No, Mr. President, you will not like The Post

In a striking display of obliviousness, the Trump White House has reportedly asked to screen The Post, Steven Spielberg’s film about The Washington Post’s publication of the Pentagon Papers, a Department Of Defense study that revealed that the United States had remained engaged in the Vietnam War knowing that it couldn’t win. One can only guess at Trump’s motivations: Does he have any idea what it’s about? Is a staffer trying to pull a high-concept prank that Trump probably won’t get? Seriously, though, does he know what this movie is about?
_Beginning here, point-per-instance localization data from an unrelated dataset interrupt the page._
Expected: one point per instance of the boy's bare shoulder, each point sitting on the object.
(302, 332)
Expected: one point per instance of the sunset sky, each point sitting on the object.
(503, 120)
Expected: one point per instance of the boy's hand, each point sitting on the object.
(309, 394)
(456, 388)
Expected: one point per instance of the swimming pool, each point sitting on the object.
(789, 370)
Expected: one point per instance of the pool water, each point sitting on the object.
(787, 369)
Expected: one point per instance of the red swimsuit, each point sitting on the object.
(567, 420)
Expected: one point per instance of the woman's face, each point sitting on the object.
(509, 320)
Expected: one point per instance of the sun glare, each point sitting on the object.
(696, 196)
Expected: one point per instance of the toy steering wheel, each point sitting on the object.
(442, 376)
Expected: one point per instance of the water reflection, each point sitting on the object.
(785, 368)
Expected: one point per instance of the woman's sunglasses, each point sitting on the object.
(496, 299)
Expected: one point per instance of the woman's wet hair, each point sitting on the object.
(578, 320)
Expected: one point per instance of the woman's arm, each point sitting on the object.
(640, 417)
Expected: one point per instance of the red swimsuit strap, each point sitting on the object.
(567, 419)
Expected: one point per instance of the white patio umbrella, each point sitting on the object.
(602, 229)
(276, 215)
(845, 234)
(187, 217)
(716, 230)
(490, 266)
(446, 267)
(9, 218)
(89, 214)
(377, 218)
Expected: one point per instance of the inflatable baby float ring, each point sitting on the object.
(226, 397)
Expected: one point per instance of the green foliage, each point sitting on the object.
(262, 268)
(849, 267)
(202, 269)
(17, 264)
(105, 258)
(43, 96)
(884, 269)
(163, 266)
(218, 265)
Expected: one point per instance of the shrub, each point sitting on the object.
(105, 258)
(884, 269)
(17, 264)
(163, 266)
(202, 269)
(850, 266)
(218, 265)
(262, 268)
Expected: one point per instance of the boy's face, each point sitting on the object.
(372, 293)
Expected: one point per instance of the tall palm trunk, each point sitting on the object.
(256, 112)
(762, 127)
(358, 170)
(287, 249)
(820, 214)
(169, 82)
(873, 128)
Let us help: The Post is about the free press publishing secrets that the government doesn’t want it to. Spielberg focuses on Washington Post executive editor Ben Bradlee (Tom Hanks) and publisher Katharine Graham (Meryl Streep) in a moment of crisis: Do they publish the Pentagon Papers, knowing it could lead to serious legal trouble, on the eve of The Post’s initial public offering? Even if not a great drama (The A.V. Club gave it a C+), the film overtly champions a free press and its role in checking the government—in this case, the Nixon Administration, which has been frequently called into comparison with the Trump Administration. Hanks’ gravel-voiced Bradlee is not particularly subtle in his exclamations to do right by the American people and publish the Department Of Defense’s secret papers (“What will happen if we don’t publish? We will lose! The country will lose!” “If we don’t hold them accountable, who will?”). The Post portrays Nixon at a distance, but in explicit terms: Nobody has witnessed an administration with such a tight grip, or so willing to muster its power to stop its opponents. Perhaps this sounds familiar.
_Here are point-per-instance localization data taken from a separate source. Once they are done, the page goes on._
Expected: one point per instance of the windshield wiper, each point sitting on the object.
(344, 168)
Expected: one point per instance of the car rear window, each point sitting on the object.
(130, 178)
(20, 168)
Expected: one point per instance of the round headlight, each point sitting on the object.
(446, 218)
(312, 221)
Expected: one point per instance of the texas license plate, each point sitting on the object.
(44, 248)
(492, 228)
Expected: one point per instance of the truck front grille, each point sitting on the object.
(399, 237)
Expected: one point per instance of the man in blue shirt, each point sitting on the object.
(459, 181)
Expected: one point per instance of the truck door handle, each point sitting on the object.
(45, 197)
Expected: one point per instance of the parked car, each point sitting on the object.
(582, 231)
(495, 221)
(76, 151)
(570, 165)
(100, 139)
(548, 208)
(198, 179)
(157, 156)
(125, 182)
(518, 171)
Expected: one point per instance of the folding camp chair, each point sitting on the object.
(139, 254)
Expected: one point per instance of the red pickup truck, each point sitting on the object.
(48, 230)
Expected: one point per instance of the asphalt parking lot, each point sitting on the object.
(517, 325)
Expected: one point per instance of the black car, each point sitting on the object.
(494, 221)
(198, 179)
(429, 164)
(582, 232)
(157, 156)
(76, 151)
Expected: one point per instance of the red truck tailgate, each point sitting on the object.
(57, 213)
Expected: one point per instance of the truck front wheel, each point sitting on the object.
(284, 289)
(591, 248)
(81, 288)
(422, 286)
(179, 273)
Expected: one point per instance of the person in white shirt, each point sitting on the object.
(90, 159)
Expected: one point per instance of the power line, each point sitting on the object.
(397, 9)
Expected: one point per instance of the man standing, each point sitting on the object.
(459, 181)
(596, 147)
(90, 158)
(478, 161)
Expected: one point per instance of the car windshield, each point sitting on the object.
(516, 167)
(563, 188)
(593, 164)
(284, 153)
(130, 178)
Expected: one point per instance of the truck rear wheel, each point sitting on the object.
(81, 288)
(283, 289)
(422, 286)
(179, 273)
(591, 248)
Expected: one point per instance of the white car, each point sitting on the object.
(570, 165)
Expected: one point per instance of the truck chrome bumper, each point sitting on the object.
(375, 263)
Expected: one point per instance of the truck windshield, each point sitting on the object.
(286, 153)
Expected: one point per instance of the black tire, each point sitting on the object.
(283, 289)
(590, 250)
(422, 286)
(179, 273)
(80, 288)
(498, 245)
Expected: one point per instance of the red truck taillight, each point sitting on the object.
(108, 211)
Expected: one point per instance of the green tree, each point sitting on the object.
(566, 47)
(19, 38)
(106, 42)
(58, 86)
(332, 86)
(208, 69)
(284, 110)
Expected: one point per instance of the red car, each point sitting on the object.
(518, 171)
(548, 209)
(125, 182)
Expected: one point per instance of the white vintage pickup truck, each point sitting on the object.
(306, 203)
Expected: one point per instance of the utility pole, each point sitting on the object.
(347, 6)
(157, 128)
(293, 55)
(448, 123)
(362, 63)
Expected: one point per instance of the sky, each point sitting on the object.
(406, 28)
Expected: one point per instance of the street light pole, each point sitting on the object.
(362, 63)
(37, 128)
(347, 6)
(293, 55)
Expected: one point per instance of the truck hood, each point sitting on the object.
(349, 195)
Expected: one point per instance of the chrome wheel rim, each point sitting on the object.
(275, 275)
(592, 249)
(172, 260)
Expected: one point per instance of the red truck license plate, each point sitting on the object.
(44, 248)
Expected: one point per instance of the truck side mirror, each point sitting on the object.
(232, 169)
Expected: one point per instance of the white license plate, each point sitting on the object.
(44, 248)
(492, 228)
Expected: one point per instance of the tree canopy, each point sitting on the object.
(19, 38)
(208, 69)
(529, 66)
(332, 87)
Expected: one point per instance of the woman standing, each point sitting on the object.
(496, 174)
The primary players in this film are not exactly Trump sympathizers. Steven Spielberg and wife Kate Capshaw together gave $2.3 million to Hillary Clinton’s presidential campaign, and Meryl Streep and Tom Hanks have given to the Democratic Party for years. Hanks has already preemptively refused any invitation to screen The Post at the White House.

Finally: Trump has previously asked for the movies Finding Dory and Why Him. Will he even have the attention span for a two-hour drama?